Rollerball pens are writing instruments which use ball point writing mechanisms with water-based liquid or gelled ink, as opposed to the oil-based viscous inks found in ballpoint pen. The characteristics of these less viscous inks, which tend to saturate more deeply and more widely into the paper than other types of ink, give rollerball pens their distinctive writing qualities.

The rollerball pen was initially designed to combine the convenience of a ballpoint pen with the smooth "wet ink" effect of a fountain pen. Gels usually contain pigments, while liquid inks are limited to dyestuffs, as pigments will sink down in liquid ink (sedimentation). It is the thickness and suspending power of gels that allows the use of pigments in gelled ink.
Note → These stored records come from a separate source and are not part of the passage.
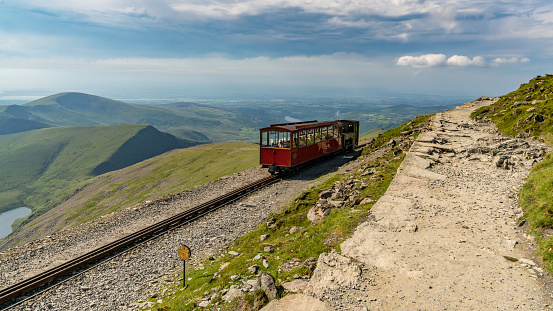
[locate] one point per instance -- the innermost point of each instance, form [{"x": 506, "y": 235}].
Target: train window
[
  {"x": 325, "y": 134},
  {"x": 310, "y": 137},
  {"x": 303, "y": 138},
  {"x": 275, "y": 139},
  {"x": 284, "y": 140},
  {"x": 318, "y": 137}
]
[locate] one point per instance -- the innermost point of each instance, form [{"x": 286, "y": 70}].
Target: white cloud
[
  {"x": 463, "y": 61},
  {"x": 440, "y": 60},
  {"x": 512, "y": 60},
  {"x": 428, "y": 60}
]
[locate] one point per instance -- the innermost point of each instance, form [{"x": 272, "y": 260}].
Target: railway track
[{"x": 40, "y": 280}]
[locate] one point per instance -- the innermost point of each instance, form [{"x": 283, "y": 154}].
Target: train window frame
[
  {"x": 310, "y": 137},
  {"x": 318, "y": 137},
  {"x": 275, "y": 139}
]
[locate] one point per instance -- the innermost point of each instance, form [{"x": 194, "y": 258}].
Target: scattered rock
[
  {"x": 253, "y": 269},
  {"x": 295, "y": 286},
  {"x": 232, "y": 294},
  {"x": 264, "y": 237},
  {"x": 267, "y": 284},
  {"x": 224, "y": 266},
  {"x": 310, "y": 263}
]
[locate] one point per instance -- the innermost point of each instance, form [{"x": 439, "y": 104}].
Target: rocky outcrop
[{"x": 446, "y": 233}]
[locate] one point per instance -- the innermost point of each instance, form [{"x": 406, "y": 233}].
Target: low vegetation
[
  {"x": 380, "y": 161},
  {"x": 41, "y": 168},
  {"x": 169, "y": 173},
  {"x": 528, "y": 112}
]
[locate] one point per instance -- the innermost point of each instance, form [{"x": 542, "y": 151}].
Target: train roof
[{"x": 296, "y": 126}]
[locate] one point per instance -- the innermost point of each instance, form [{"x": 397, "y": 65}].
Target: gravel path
[
  {"x": 120, "y": 283},
  {"x": 446, "y": 234}
]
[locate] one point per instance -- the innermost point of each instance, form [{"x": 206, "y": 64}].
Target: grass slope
[
  {"x": 184, "y": 120},
  {"x": 311, "y": 241},
  {"x": 527, "y": 112},
  {"x": 169, "y": 173},
  {"x": 40, "y": 168},
  {"x": 13, "y": 125}
]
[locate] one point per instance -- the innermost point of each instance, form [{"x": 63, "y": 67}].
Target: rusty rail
[{"x": 52, "y": 274}]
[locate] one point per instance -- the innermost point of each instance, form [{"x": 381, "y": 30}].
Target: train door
[{"x": 295, "y": 148}]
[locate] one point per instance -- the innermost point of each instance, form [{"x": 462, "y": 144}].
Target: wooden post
[{"x": 184, "y": 254}]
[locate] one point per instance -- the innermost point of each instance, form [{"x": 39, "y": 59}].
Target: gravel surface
[
  {"x": 447, "y": 234},
  {"x": 118, "y": 284}
]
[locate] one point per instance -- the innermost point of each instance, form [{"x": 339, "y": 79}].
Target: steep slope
[
  {"x": 184, "y": 120},
  {"x": 40, "y": 168},
  {"x": 166, "y": 174},
  {"x": 13, "y": 125},
  {"x": 528, "y": 112}
]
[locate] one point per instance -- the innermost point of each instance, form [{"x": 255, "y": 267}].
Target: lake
[{"x": 7, "y": 218}]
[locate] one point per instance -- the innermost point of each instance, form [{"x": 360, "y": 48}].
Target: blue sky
[{"x": 457, "y": 47}]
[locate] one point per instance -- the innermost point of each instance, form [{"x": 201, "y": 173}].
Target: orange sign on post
[{"x": 184, "y": 254}]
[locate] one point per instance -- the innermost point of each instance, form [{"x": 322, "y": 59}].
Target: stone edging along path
[{"x": 445, "y": 236}]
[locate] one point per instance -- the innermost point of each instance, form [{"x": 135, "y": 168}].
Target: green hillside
[
  {"x": 527, "y": 112},
  {"x": 42, "y": 167},
  {"x": 171, "y": 172},
  {"x": 13, "y": 125},
  {"x": 184, "y": 120}
]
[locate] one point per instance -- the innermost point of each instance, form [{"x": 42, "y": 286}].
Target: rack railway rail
[{"x": 41, "y": 279}]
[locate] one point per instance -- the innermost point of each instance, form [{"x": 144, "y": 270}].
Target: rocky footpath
[
  {"x": 445, "y": 236},
  {"x": 126, "y": 281}
]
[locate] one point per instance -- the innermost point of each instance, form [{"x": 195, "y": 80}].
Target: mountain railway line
[
  {"x": 41, "y": 279},
  {"x": 12, "y": 296}
]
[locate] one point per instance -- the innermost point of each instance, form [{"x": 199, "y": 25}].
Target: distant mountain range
[
  {"x": 40, "y": 168},
  {"x": 189, "y": 121},
  {"x": 52, "y": 147}
]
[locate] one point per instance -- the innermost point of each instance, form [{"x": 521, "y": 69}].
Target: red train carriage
[{"x": 285, "y": 146}]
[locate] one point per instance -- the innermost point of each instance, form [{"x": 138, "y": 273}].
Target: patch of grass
[
  {"x": 291, "y": 250},
  {"x": 527, "y": 112}
]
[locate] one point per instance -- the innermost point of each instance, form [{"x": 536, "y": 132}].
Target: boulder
[
  {"x": 232, "y": 294},
  {"x": 267, "y": 284}
]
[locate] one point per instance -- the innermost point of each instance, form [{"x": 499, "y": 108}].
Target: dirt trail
[{"x": 446, "y": 234}]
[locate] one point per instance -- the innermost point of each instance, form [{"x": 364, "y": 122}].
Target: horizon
[{"x": 223, "y": 48}]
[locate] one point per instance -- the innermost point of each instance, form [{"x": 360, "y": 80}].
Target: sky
[{"x": 218, "y": 47}]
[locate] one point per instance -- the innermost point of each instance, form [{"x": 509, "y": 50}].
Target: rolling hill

Using pigments (the same pigments that are used in paint) yields a greater variety of brighter colors than is possible in liquid ink, so gel-based pens are available in a brighter and wider range of colors than liquid ink pens.

Also, some gel ink pens can use the heavier pigments with metallic or glitter effects, or opaque pastel pigments that be seen on dark surfaces, because their gel ink suspends pigments so well. Writing by liquid ink pens cannot be seen on dark surfaces because inks containing dyes need a light colored, reflective background, due to the fact that dyes do not reflect light by themselves, in the way that pigment particles do. Dye molecules absorb all but a particular wavelength of light, so light must pass through the ink and bounce off a reflective background in order for our eyes to see the color of the ink.


A rollerball pen has two main advantages over a ballpoint pen:

* Less pressure needs to be applied to the pen to have it write cleanly. This permits holding the pen with less stress on the hand.
* The inks are usually more brightly and variously coloured, due to the wider choice of suitable water-soluble dyes, or to the use of pigments.